We now have helper functions to get the commit message, the date, the short hash and the parent commits.

In order to get the date part of the commit, we pattern match on the author line. The date is the last part of the row. So, we reverse the string and pattern match the date, and then reverse the string again.

Let’s test our progress by updating the test function.

_test = fn ->
  commit_hash = read_head.()
  commit = read_file_from_hash.(commit_hash)

  short_hash = get_short_hash.(commit_hash)
  date = get_date.(commit)
  msg = get_message.(commit)
  parents = get_parents.(commit) |> Enum.join(" ")

  IO.puts "#{short_hash} #{date} #{msg} #{parents}"
end.()

When we run the script, we get:

> elixir git_log.exs
938814a 1650306402 baz 53c187cd284f1d3ccbcfefb16a671d776a3fc97d

We are getting close!

Building the graph

Git stores the information as a graph. Every commit references its parent commit (it can be more than one), until we reach the first commit that doesn’t reference any other commit.

To get a list of all commits, we need to traverse the commits to get the parents recursively until we reach the first one, by then, we can return the list of all commits. The following is a naive implementation of a function to traverse the graph, but it’ll do the work. Put it after the get_parents function.

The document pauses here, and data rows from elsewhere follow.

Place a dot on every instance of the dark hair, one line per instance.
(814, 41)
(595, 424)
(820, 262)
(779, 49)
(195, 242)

get_commits = fn [], _fun -> [];
                 commit_hashes, fun ->
  for commit_hash <- commit_hashes do
    parents =
      commit_hash
        |> read_file_from_hash.()
        |> get_parents.()
        |> fun.(fun)

      [commit_hash | parents]
  end
  |> List.flatten()
end

This y-combinator function traverses the graph, accumulating the commits in a single list.

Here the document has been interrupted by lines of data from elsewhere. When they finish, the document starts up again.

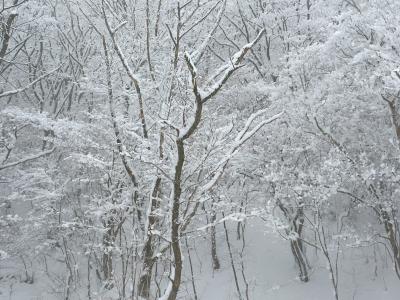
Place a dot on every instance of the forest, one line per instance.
(199, 149)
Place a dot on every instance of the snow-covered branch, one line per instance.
(26, 159)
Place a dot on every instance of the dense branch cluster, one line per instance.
(136, 134)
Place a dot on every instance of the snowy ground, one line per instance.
(271, 275)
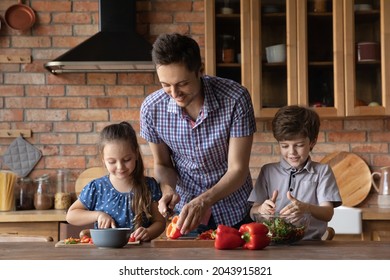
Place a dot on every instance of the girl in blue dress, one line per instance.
(125, 198)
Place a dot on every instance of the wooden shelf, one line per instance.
(15, 59)
(13, 133)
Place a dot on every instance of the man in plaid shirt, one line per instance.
(200, 131)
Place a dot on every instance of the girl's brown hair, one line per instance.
(141, 202)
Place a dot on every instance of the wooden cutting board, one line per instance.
(181, 243)
(352, 174)
(61, 244)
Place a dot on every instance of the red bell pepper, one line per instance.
(255, 236)
(227, 238)
(172, 231)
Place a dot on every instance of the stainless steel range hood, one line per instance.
(115, 48)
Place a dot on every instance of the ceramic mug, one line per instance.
(368, 51)
(276, 53)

Let’s test it. Remember, y-combinators functions receive a reference to themselves as a parameter to be able to do the recursive call.

_test = fn ->
  read_head.()
  |> List.wrap()
  |> get_commits.(get_commits)
  |> IO.inspect
end.()

and we get

> elixir git_log.exs
["938814ada758886d0840b31ce3f791619cd65a43",
 "53c187cd284f1d3ccbcfefb16a671d776a3fc97d",
 "ace12fe245e00410f3462f9eba3c9862cfcb59bb"]

Those are the three commits of the repo!

Printing the Git history

As we have the hashes, now we can load each commit and print the data we want. Let’s add a few more helper functions before the _test function.

load_commits = fn commits ->
  for commit <- commits do
    {commit, read_file_from_hash.(commit)}
  end
end

extract_commit_data = fn commits ->
  for {commit, content} <- commits do
    {
      get_short_hash.(commit),
      get_date.(content),
      get_message.(content)
    }
  end
end

sort = fn commits ->
  commits
  |> Enum.sort_by(fn {_, date, _} -> date end)
  |> Enum.reverse()
end

pretty_print = fn commits ->
  for {short_hash, _, msg} <- commits do
    "#{short_hash} #{msg}"
  end
  |> Enum.join("\n")
end

Pretty straight forward, we load each commit, extract the information we need, sort them by date and print the information we want.

Let’s put it all together:

_test = fn ->
  read_head.()
  |> List.wrap()
  |> get_commits.(get_commits)
  |> Enum.uniq()
  |> load_commits.()
  |> extract_commit_data.()
  |> sort.()
  |> pretty_print.()
  |> IO.puts()
end.()

Then, we can run it:

> elixir git_log.exs

938814a baz
53c187c bar
ace12fe foo

Perfect! It worked!

Conclusion

By starting with the HEAD file, we’re able to reconstruct the history of the repository. We get the current checked out branch hash and from there, we extract the parent commits until we get the full history. Then it is just a matter of getting the information we want to print out from every commit object.

It was a fun ride! I hope you enjoyed it.